Opsview Monitor 5.3 And Using New Time Series Provider: InfluxDB
Time Series Providers In Opsview Monitor
As mentioned in our previous blog on "Processing Time Series in Opsview 5.2", a new architecture of processing performance metrics allows us to seamlessly swap from one provider to another. The RRD file based databases are the de facto industry standard as they are stable, highly configurable and the project is actively maintained. However, on large systems the disk I/O required to keep the metrics up to date often goes beyond the capabilities of the hardware. Since the release of Opsview Monitor 5.0, we have been looking for a sensible alternative which would meet the following requirements:
- Easy installation
- Ability to store all datapoints, without enforced downsampling
- Minimal resources usage for small systems
- HTTP based API for writing and querying
- High performance and scalability features
The projects that we considered at that time were OpenTSDB, ElasticSearch and InfluxDB - out of those only InfluxDB met all the requirements. Or so we thought...unfortunately the InfluxDB version 0.9, which was just released at that time, failed to survive our internal benchmarks and stress tests. The project was put on hold, but we've continued to track the progress InfluxData was making in their flagship product. So when version 1.2 was released last year, we were excited to resurrect the project.

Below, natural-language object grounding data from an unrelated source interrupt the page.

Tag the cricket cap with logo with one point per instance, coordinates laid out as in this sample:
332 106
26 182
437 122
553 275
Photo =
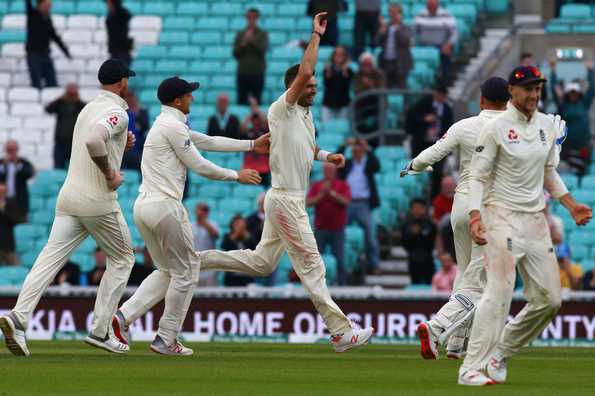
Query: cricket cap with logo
525 75
174 87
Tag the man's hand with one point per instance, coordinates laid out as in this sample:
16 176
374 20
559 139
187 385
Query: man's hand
477 229
248 176
262 145
337 159
319 23
131 140
114 180
581 214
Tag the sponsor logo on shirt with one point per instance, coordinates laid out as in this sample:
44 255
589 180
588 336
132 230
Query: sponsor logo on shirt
513 137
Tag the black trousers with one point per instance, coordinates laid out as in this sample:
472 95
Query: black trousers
249 85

At Opsview, we pride ourselves in providing not only an easy to use web interface, but more importantly, the flexibility required in an enterprise monitoring solution:
- Our dedicated Performance Graphs in Dashboards allow the combination of multiple metrics from different hosts
- The Graphs in Investigate window for monitored services allow you to quickly view time series changes over time with a single click
- The dedicated Graph Center can quickly draw numerous graphs, using easy to use configuration wizards
In Opsview Monitor 5.3, all of these features have been updated to work with a new time series provider, InfluxDB. So rather then installing separate software for drawing metrics (which would require creating queries manually), all metrics can be viewed without leaving the Opsview Monitor UI - this tight integration is enabled by the Opsview Monitor TimeSeries architecture.

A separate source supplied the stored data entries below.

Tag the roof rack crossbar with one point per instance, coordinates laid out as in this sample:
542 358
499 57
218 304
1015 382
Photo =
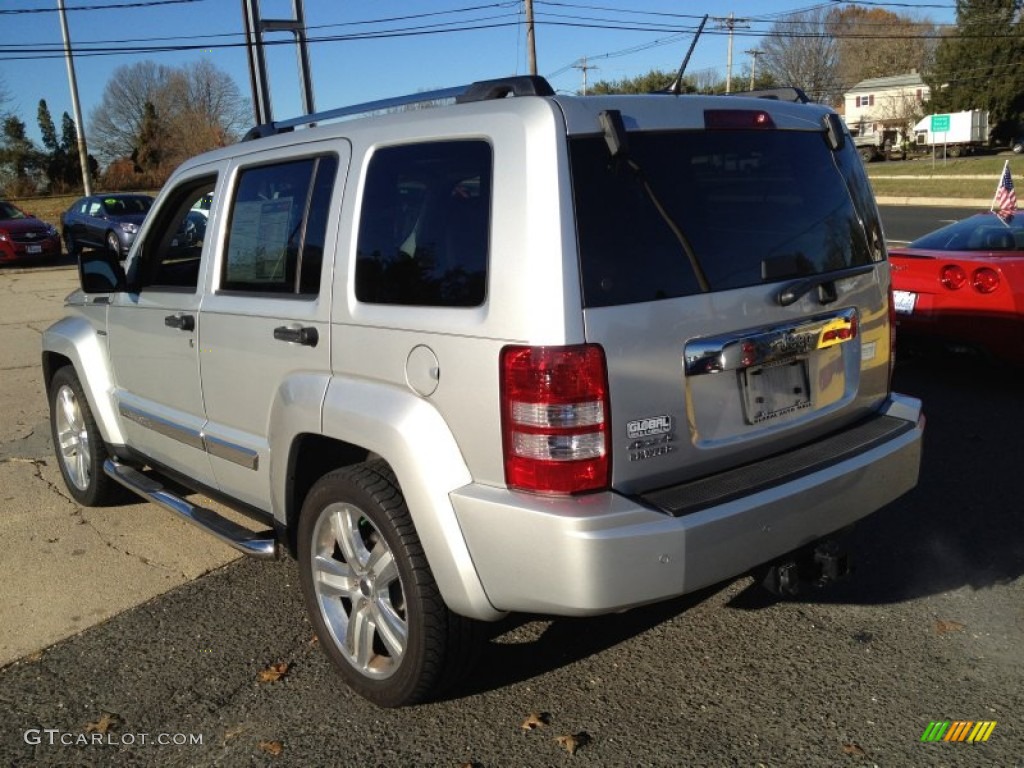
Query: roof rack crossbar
524 85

If you have not yet used these new features of Opsview Monitor 5.3, please get in touch with our Customer Success team, who would be happy to help you discover increased value from your Opsview Monitor system.
System Layout For High Availability
One of the most important features of the time series architecture is its ability to deploy the processing of massive amounts of data onto dedicated servers, you may recall it from our previous blog. It is even more important with InfluxDB, for which hardware requirements grow with the number of time series stored. Additionally, our built-in sharding allows you to redistribute the data between multiple servers, keeping both CPU and memory usage within reasonable limits.

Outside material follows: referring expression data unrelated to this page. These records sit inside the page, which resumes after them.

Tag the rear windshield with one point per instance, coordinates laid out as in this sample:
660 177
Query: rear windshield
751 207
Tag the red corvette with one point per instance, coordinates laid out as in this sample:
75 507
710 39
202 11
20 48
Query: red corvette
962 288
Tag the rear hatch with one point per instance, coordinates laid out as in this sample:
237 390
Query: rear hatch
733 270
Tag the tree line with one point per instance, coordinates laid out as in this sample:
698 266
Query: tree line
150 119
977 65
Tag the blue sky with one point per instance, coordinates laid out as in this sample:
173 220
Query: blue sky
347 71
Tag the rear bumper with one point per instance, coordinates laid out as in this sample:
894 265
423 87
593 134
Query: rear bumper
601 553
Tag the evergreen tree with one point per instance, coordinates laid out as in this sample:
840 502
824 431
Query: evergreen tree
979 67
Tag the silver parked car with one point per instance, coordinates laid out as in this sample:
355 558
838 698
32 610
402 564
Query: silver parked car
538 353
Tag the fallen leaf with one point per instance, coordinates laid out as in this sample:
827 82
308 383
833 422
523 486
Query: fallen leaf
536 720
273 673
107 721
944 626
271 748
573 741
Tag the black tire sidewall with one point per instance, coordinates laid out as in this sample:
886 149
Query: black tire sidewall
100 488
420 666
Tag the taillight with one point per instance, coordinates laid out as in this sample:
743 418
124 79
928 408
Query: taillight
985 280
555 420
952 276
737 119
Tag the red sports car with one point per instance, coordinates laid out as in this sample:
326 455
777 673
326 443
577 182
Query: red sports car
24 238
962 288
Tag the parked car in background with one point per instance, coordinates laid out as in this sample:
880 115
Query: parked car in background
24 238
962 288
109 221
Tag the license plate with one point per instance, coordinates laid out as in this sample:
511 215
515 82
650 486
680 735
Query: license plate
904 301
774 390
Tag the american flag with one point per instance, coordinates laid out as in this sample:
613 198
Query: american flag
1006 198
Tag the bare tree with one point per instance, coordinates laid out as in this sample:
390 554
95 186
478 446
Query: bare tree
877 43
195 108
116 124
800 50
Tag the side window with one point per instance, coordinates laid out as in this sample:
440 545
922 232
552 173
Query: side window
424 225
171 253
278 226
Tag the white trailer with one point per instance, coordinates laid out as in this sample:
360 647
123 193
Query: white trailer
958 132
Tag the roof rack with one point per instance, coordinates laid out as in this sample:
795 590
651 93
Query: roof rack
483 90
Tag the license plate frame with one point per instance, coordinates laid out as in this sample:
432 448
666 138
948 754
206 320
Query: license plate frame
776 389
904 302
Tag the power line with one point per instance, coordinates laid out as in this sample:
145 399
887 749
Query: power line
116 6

So if you manage a large system and RRDs are causing you a lot of headaches due to slow performance or losing data resolution over time, then the recommended approach would be to replace RRDs on your distributed system with InfluxDB on each time series node.
As each node holds its own subset of data, it is highly recommended to keep regular backups of the system. While with RRDs it is as simple as an rsync, the InfluxDB provides more challenges - please refer to the documentation page for information on InfluxDB: Backup & Restore. You might also be interested in using Relay to have a copy of nodes data on a separate system.
Migrate Or Not Migrate?
We will continue using RRD time series provider by default as on the majority of systems, spreading the load onto multiple systems will resolve any performance issues with RRD processing. However, if the real-time tracking is important for you (and Opsview Monitor fully supports sub-minute check intervals) - then InfluxDB could be just for you. As a part of Opsview Monitor 5.3, we have provided an easy to follow data migration guide in our Knowledge Center.
Last but not least is our new Opspack: Application - InfluxDB, a set of tailored service checks that allow you to monitor your InfluxDB servers using a highly flexible monitoring plugin. The key check is to monitor number of series in the database as this is what drives CPU and memory usage.
Notes from Author
The Time Series architecture as the InfluxDB provider are open-source to make it trivial to extend by other technologies - if there is a particular one you might be using, please take a look at my GitHub repository as an example how to implement one.